Doubtful. But they may one day pick fresh blackberries for the rest of us if Renee Threlfall’s graduate students have anything to say about it.
The students have built a prototype robotic blackberry picker. It was displayed Wednesday during the Summer Blackberry Tour at the Arkansas Agricultural Experiment Station’s Fruit Research Station near Clarksville.
The Agricultural Experiment Station is the research arm of the University of Arkansas System Division of Agriculture, which hosted the tour. The event was sponsored by the Arkansas Blackberry Growers Association and featured research updates and blackberry management presentations by the division’s researchers and Cooperative Extension Service specialists.
More than 60 blackberry growers, industry members, students and representatives from the Arkansas Department of Agriculture attended the tour.
“Fresh market blackberries are mostly hand harvested to maintain the quality of this delicate fruit,” said Threlfall, research scientist for the experiment station. “Labor shortages and costs, and the slow speed of hand harvesting creates a bottleneck for fresh-market blackberry industry expansion and market-ready supply.”
Automated harvesting options like shaking the plants, cutting the stems or using rigid grippers are used for other fruits, Threlfall said. “These options are not feasible for harvesting fresh-market blackberries because they might cause quality issues like berry leakage or red drupelet reversion.”
Soft robotics offer a novel option for automatic harvesting by using compliant grippers of rubber or silicone, said Anthony Gunderman, a mechanical engineering graduate student who designed a robotic “hand.” These materials allow grippers to grasp and manipulate delicate objects, like berries, with complex and varying shapes.
The robotic harvesting research group is comprised of food science graduate student Andrea Myers and mechanical engineering students Gunderman and J.A. Collins. Their faculty advisors are Threlfall from the department of food science and Yue Chen, assistant professor of mechanical engineering.
They set out to determine how the human hand grasps and plucks the berries so they could design a robotic gripper that could mimic the movements, touch and pressure.
Myers said the student team collected the mechanical data on human hands by wearing gloves fitted with sensors that measured the movements, which fingers are used, and the force required to harvest blackberries without damaging them. The data was used to design and construct the robotic “hand” with tendon-driven, soft grippers.

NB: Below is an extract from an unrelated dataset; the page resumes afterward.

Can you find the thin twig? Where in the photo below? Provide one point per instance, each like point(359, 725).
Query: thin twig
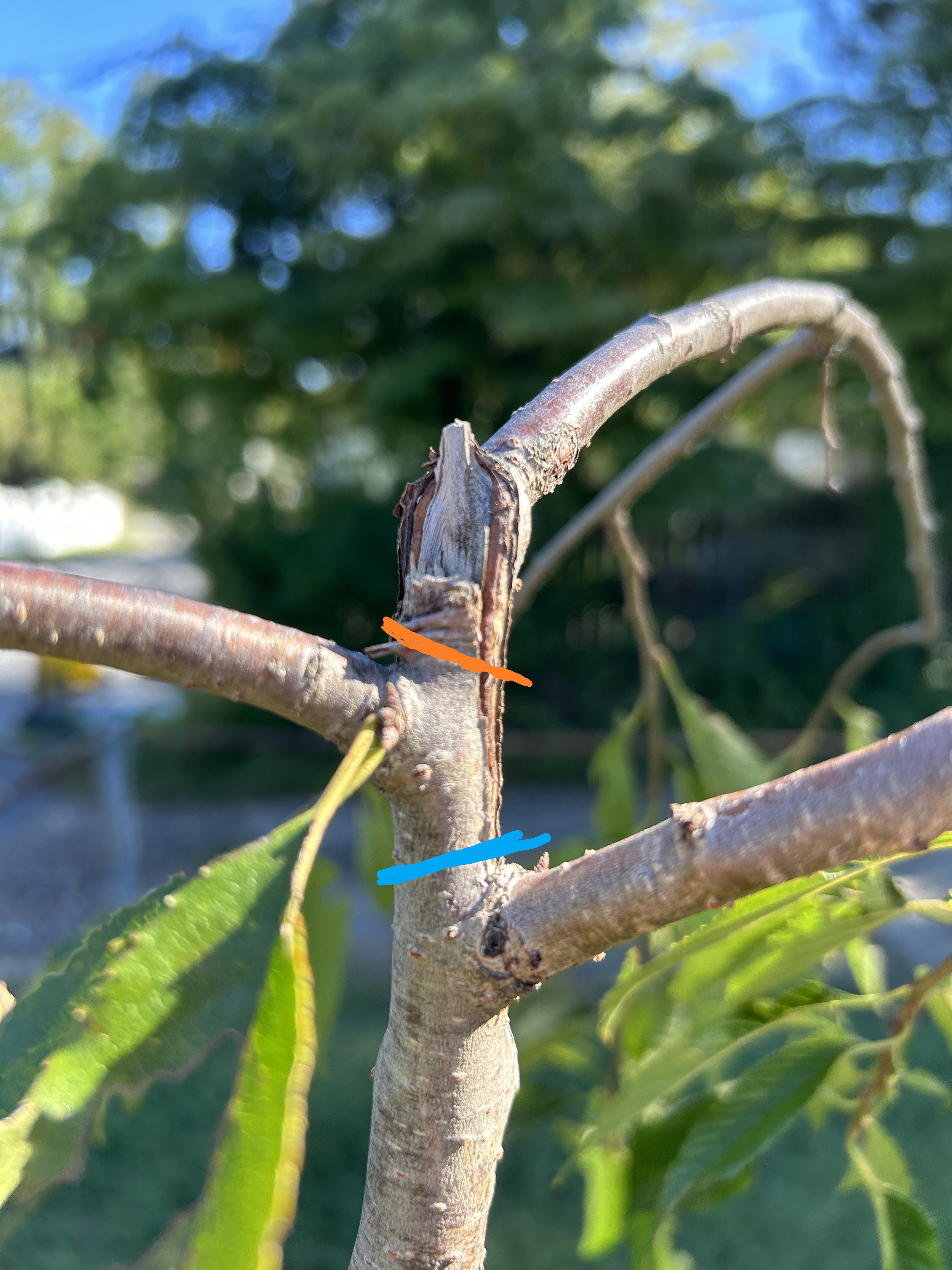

The prototype was used to harvest blackberries from a commercial fruit farm at three fingertip pressures, Threlfall said. The robot-picked berries were evaluated for quality attributes essential for acceptable market-ready blackberries.
“The prototype demonstrated the feasibility of using robotic grippers to harvest fresh-market blackberries,” Threlfall said.
Gunderman said more research and development will be necessary to build a robotic harvester that can locate and differentiate ripe berries from unripe berries on the plant. “We’ll have to use technology that can recognize color bands of light,” he said.